SLIGHTLY OFF THE MARK
There are addictions that are hard to beat: smoking, gambling, Mountain Dew. Then there are addictions that are really hard to beat. I give you: Facebook games.
Well, I’m beating them.
Facebook is supposed to be a website where you can connect with other people. It’s a great place to find former friends and classmates, long lost relatives, those with similar interests, and creepy stalkers. However, like just about anything on the internet, it can also be an incredible time suck. It’s not uncommon to hang around there all night, then fall asleep at work the next day. (Assuming you’re not on Facebook at work.)
The owners hope you’ll look at, click on, or more probably curse the ads, and it’s stuff like the ads that gives them revenue so they can keep sucking your time. So, when you get tired of checking in on the school beauty who wouldn’t give you the time of day twenty years ago, or if you’re trying to hide from your mother’s friend request, you can escape to Facebook games.
There are over seven hundred billion Facebook games.
Seriously. I counted.
I got sucked in when I tried to help other people. On most Facebook games (we’ll call them FG for short), you can give gifts to other people who give you gifts in return, so there’s still another way in which you get a chance to be part of a community.
Heaven forbid we should talk to our neighbors.

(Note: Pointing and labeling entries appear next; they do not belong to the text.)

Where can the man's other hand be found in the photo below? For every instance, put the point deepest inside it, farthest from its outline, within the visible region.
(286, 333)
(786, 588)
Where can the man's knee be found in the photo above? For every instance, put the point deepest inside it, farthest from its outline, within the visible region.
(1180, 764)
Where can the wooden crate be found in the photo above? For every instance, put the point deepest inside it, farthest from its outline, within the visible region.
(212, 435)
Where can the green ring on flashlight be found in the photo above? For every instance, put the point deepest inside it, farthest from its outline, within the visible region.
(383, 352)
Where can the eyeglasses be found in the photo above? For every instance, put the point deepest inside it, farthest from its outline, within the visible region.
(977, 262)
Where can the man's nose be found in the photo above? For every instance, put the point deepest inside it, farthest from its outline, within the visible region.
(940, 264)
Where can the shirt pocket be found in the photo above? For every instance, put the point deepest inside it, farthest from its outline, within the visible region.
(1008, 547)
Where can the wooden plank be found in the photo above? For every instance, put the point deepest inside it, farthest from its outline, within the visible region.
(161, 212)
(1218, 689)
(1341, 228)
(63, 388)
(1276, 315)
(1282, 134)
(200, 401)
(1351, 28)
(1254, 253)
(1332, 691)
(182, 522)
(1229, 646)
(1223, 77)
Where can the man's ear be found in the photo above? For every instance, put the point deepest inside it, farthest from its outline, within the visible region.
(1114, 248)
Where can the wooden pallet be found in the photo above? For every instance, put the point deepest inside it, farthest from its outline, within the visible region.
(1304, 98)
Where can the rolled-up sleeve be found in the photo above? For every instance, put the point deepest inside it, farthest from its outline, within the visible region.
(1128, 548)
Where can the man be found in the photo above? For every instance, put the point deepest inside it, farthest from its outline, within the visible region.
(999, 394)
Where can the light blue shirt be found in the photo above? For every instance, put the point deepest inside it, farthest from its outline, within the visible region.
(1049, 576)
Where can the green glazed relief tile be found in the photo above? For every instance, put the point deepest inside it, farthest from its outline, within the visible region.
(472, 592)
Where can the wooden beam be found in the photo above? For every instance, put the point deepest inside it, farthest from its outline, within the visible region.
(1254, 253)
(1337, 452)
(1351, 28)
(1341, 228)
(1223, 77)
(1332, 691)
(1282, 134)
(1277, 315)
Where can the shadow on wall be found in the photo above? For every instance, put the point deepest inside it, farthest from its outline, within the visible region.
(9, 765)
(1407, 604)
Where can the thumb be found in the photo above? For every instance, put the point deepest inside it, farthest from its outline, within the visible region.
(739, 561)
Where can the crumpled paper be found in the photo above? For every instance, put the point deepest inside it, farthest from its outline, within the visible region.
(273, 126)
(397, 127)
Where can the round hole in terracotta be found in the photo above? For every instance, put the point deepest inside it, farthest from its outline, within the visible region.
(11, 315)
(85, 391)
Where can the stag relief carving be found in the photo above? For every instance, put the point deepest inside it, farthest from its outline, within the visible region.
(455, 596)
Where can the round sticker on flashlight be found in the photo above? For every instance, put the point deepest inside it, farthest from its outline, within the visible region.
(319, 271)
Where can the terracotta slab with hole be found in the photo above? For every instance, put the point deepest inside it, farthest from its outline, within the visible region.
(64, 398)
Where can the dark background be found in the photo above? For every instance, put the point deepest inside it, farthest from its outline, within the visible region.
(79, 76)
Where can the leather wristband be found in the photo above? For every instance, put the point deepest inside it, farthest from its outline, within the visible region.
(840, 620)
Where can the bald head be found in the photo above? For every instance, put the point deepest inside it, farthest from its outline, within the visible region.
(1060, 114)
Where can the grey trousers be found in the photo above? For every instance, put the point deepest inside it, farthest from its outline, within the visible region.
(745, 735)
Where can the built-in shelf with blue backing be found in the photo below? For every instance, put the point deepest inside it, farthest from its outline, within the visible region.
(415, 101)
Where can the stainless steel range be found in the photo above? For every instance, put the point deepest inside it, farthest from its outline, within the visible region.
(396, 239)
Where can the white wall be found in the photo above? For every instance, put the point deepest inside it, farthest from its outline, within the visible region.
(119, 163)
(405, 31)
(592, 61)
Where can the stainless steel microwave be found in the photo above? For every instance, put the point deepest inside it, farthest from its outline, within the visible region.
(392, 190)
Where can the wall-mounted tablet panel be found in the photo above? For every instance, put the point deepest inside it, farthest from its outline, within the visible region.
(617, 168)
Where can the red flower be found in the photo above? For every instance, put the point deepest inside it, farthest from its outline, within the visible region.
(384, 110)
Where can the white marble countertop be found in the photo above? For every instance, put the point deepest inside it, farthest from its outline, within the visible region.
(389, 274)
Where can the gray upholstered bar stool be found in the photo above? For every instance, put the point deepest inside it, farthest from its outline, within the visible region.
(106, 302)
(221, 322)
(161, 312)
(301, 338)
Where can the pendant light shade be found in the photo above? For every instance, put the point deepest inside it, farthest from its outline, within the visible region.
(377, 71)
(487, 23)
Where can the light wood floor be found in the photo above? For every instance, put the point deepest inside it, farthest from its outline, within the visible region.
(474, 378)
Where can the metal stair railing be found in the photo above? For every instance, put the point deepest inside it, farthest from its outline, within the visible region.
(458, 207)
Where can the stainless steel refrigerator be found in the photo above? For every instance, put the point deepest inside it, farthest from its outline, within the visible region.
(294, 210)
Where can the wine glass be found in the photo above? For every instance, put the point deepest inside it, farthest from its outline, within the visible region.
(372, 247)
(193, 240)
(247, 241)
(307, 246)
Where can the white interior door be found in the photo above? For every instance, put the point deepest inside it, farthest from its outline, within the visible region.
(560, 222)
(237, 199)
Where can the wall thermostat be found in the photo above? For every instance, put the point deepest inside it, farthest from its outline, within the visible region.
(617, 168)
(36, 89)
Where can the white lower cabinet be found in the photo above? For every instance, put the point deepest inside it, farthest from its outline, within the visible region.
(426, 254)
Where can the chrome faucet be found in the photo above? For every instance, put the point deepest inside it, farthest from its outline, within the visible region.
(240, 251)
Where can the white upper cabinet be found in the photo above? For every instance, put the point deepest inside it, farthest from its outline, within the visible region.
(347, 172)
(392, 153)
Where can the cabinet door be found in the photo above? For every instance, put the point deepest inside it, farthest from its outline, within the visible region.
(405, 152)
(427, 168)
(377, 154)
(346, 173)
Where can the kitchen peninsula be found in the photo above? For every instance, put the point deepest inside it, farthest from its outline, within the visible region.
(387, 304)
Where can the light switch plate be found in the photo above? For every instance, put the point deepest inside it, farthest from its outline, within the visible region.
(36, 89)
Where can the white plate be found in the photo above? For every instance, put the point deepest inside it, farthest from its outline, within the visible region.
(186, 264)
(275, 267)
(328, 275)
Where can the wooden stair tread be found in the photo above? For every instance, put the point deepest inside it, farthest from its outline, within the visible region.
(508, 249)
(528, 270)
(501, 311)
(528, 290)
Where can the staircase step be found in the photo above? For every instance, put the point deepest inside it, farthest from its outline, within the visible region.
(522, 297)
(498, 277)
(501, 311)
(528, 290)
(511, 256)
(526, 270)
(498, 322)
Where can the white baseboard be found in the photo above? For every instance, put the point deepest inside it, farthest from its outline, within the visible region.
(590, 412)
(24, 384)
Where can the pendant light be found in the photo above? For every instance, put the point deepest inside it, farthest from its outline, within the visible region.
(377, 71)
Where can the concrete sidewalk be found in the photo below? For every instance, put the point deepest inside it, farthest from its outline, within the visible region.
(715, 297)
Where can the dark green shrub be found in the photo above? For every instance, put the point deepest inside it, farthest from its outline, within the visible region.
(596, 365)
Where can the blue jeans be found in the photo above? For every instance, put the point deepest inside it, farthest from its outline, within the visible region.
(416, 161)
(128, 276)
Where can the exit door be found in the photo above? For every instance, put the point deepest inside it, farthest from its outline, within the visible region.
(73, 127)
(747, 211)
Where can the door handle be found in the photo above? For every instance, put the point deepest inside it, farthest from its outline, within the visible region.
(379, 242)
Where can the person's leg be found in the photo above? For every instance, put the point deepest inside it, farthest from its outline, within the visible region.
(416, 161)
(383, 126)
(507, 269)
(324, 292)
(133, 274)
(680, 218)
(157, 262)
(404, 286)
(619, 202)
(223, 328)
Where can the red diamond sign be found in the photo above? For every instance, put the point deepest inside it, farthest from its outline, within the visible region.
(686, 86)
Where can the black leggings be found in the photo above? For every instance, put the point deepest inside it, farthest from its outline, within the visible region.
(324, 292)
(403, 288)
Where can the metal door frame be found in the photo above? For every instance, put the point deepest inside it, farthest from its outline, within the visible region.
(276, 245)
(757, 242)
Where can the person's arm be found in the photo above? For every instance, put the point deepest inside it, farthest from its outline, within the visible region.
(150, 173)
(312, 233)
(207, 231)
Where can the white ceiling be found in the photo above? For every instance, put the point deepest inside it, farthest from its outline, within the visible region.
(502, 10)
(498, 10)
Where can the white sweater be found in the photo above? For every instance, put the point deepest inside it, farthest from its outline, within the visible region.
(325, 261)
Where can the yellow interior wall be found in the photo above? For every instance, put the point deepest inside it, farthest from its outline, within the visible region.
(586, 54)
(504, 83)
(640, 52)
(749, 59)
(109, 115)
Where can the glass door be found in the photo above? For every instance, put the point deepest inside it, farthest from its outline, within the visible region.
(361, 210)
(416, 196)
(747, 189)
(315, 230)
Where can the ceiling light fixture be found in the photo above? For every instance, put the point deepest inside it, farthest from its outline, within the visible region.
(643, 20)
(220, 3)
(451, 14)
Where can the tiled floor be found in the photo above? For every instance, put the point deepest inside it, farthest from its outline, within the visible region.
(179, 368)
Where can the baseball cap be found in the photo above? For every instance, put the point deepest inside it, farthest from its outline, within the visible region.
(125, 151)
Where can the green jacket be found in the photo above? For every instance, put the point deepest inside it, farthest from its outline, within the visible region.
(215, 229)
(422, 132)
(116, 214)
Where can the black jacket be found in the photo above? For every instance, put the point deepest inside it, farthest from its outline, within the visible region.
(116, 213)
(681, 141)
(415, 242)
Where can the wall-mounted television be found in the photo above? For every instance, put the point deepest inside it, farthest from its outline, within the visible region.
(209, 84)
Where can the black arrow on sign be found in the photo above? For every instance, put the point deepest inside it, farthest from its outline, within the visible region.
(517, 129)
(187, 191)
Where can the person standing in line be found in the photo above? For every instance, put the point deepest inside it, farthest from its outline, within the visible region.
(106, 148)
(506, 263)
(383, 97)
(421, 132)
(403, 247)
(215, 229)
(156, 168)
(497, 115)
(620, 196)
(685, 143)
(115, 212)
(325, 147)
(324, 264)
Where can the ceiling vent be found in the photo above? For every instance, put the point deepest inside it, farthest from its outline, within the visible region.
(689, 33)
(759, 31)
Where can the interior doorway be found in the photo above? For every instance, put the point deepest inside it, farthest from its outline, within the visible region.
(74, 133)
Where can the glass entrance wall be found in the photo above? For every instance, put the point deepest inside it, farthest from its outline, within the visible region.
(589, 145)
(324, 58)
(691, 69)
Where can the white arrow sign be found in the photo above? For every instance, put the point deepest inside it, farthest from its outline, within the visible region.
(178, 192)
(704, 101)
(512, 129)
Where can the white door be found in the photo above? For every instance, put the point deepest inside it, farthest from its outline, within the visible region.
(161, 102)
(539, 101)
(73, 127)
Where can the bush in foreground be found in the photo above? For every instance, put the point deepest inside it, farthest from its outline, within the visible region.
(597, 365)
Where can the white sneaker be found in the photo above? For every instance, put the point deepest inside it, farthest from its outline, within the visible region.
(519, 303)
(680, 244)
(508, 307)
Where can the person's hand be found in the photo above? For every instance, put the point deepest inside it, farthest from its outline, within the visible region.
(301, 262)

In any case, they’re virtual gifts. They’re not real. Imagine, when you were a kid, having your father say on your birthday, “I’m giving you a bike.”
“Yay, a bike!”
“But it’s not a real bike. It’s an imaginary bike you can use to ride around on your imaginary farm, or maybe your imaginary island, or your imaginary frontier cabin. Is that cool, or what?”
“Um … or what.”
I got sucked into about half a dozen games. Some are a little different, such as Mafia Wars, which allows you to become a crime lord, battle against other bad guys, break many laws, steal stuff, and kill people. Wholesome fun.
Most, however, are pretty much the same. I didn’t realize that at first, but after awhile I learned only the surface stuff was different.
For instance, I used to make fun of people who were on Farmville, or Farmtown, or Farmapolis, or whatever it’s called. The game involved them – wait for it – farming. Yup. Planting fields, taking care of animals, building barns, watching your ungrateful brat kids move off to the city, complaining about gas prices – stuff like that.
It’s just like farming, only you don’t have to do the actual hard work, and you don’t provide a vital service to the community. Okay, maybe to the virtual community. Maybe the Mafia Wars people eat at restaurants that your farm sells to, or something.
I’d watch over peoples’ shoulders, and see those farms get huge, complicated, and time consuming. A dozen kinds of crops, a hundred different kinds of animals. It made me hungry.
Eventually I got a farm of my own, the people made me neighbors, and we gave stuff to each other and helped with events like harvest. It was like being online Amish, if you can imagine that mash-up.
The very first game I got on was Island Paradise. What a great idea – off on a desert island by myself, communing with nature, catching fish, finding fresh fruit on the trees – give me books (and, let’s face it, an internet connection), and I’m happy. Maybe being on a dessert island would be better: Chocolate trees, sponge cake growing in the ocean … getting soggy … okay, that concept breaks down pretty quickly.
You can get animals, some of which are pretty interesting and some not so much. A llama? Do they have a lot of those on tropical islands? Also, you can plant crops and harvest them, and use that harvest and the products of the animals to make dishes, which you sell so you can afford a bigger island and more crops and more animals and ohmygosh this is just like Farmville!
Then someone invited me to Frontierville.
That seemed different. You were out in, I don’t know, Wyoming or maybe Montana in the 1800’s, building a log cabin and clearing the land. Eventually, as you gathered items from friends and traded in return, you could clear enough land to plant crops and have animals and why does this suddenly sound familiar?
I was also on a Zoo game for awhile. Zooville, or Zoophile, or Zooey Deschanel, or something like that. (She’s an actress, let it go.) That was different. You had to actually build a zoo from scratch with the support of your neighbors, and eventually you’d have animals and places with food and …
Sigh.
Honestly, I don’t have any problem with other people playing the games. Being a writer, of course I’d prefer them to be reading, so there’d be more of a demand for writing, so I’d have a better chance of selling books. Still, if playing internet games keeps people from being bored, then I guess they won’t be drinking heavily, or trying to jump houses with their motorcycle, or going to law school. Heaven knows we have enough lawyers, and the world would be better off if they were jumping motorcycles.
So more power to you, Facebook Games. Keep everyone out of trouble. But me, I’m bailing out: I’ve got books to write, not to mention a huge list of books to read, not to mention columns to write – and at least there I’m getting a paycheck.
I think, most of all, I’ll miss the Island. It always seemed warm there.